Wednesday, August 20, 2014

The 49 Gates of Defilement, VIII





Goldfarb coaxes Sharon to bring out the bottle of schnapps from the under the kitchen sink.  He says teasingly, in mincing words that he then translated into his Galician Yiddish, and then back into English.  Sharon is not without her internal void,  the cornices and niches in her psyche untouched by the love of another, even of a husband.  Goldfarb, despite his literary dry spell, is a masterful storyteller.  He sits and spins a tale as if he was unspooling a great ball of yarn, so she can almost smell the flax of the field in the wool.  His stories are not of the Jews at the Wailing Wall or in a scorched kibbutz in the Negev, but of snow covered timber huts and swaying birch trees dappled by the weak Polish sun.  This is a world that is lost, but which Goldfarb can conjure with his words.  In a thousand Polish towns, the worn out stencil of a Yiddish sign is sometimes visible on the lintel of a door, or the remains of a synagogue or a mikveh can be located on the outskirts of the gentile village, among the broken glass and weeds.  This world has a pull for Sharon, and as Goldfarb retells tales of Chasdic dynasties at war with rivals, excommunicating each other’s members and taking each other’s wives in vengeful adultery, her defenses are razed.

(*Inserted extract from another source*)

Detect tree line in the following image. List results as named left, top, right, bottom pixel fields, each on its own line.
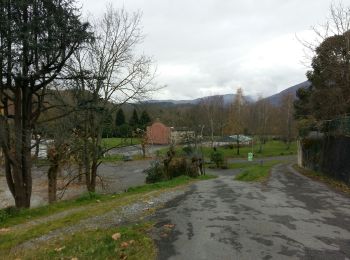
left=0, top=0, right=158, bottom=208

When the schnapps is nearly consumed Sharon realizes that Goldfarb is on the couch next to her.  On the small balcony outside the window the snow has piled into muffling columns, snuffing the sounds of the city.  It is a poylish nakht, a polish night, and Sharon bends forward as Goldfarb takes her blond head in her hands and whispers tokhes, daughter, in her ear, and they kiss.  He places a hand over her breast, and Sharon, in deference to the sacrifice of his age, strips to her bare skin.  He climbs on her and she whispers foter, foter, foter, father, the only Yiddish word she knows.